In my long experience, those who wish to regulate home education usually do so based on negative preconceptions. They do not like home education and seek to control it. Conservatives should not fall for this worryingly socialist stance.
It is simply not correct that the Conservatives have delivered on education. Where home education numbers are rising it is because of dissatisfaction with what the state is offering. Drummond is mistaken to assert that “absence rates are at crisis point”.
The Daily Telegraph has asserted that ‘secondary school absence was continuing to increase ‘ but was required to publish a retraction and admit that: “This was an error. In fact, secondary school absence is now decreasing, from 31.5 per cent in Summer 2021/2022 to 24.1 per cent in Spring 2022/2023.” The reality is that attendance is naturally correcting to pre-pandemic levels without the need for any policy interventions.
Likewise, claims that families are “struggling with home education”, that “not every child is in home education because it is in their best interests”, or that “not every parent feels equipped to provide the quality of education they feel their child needs” also rest on questionable assumptions.
The Telegraph initially reported that “evidence showed the majority of children educated at home did not receive a good education.” This time, following a complaint to the Independent Press Standards Office, it was forced to publish a retraction stating that this was “inaccurate as there was no available evidence to support the claim.”

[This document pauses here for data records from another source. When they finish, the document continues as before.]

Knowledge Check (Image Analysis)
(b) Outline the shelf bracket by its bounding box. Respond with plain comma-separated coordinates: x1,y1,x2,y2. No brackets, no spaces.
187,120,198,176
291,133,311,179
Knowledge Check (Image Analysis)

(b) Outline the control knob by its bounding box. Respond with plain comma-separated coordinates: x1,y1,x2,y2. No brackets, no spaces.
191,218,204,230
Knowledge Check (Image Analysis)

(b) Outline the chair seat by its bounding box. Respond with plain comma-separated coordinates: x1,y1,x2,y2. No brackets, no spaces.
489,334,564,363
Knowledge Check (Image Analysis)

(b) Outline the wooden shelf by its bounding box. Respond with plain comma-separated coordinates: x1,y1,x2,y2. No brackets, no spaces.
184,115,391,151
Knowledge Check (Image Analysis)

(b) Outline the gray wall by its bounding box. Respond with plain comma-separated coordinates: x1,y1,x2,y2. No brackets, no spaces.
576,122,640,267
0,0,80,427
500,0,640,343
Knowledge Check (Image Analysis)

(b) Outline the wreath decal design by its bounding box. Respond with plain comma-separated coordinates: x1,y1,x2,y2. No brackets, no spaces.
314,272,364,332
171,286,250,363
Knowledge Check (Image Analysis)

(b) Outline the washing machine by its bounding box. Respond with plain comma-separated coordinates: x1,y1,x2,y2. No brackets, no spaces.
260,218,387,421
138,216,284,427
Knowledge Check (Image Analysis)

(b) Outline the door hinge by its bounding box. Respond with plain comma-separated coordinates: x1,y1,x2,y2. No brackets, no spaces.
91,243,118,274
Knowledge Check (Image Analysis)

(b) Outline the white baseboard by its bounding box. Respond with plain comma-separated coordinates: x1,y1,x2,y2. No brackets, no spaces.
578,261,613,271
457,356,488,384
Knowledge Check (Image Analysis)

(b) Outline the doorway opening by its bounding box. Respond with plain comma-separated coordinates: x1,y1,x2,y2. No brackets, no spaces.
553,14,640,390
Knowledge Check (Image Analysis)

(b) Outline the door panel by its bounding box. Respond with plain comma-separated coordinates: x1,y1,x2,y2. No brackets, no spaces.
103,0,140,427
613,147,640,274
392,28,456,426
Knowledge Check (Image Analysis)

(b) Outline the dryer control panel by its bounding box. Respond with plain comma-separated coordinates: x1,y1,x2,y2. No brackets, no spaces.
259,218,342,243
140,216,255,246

It is also misleading to infer that home-educated children might not be safe. Where is the data that suggests home-educated children are more at risk than schooled children?
A register of children not in school is a solution in search of a problem, and home-educating parents rightly do not trust that the suggestion that it “wouldn’t change much for those families that are already doing an excellent job”. We know full well that the state expands by mission creep, and that as soon as MPs have their list it will be expanded and used for other purposes.
Parents will understand this so a significant proportion of home educators will simply avoid registration, and accept the risk of legal action, to avoid having their lives run by a local authority. Drummond may get the register – but she won’t get the information.
British parents have always had control over their children’s education; there is no need for this to be codified in law. We are not given our rights as parents. We are born with our rights, and the state only has rights when prima facie evidence of wrongdoing presents itself. Innocent until proven guilty is hard-wired into the DNA of our common law. Conservative MPs will tamper with it at their peril.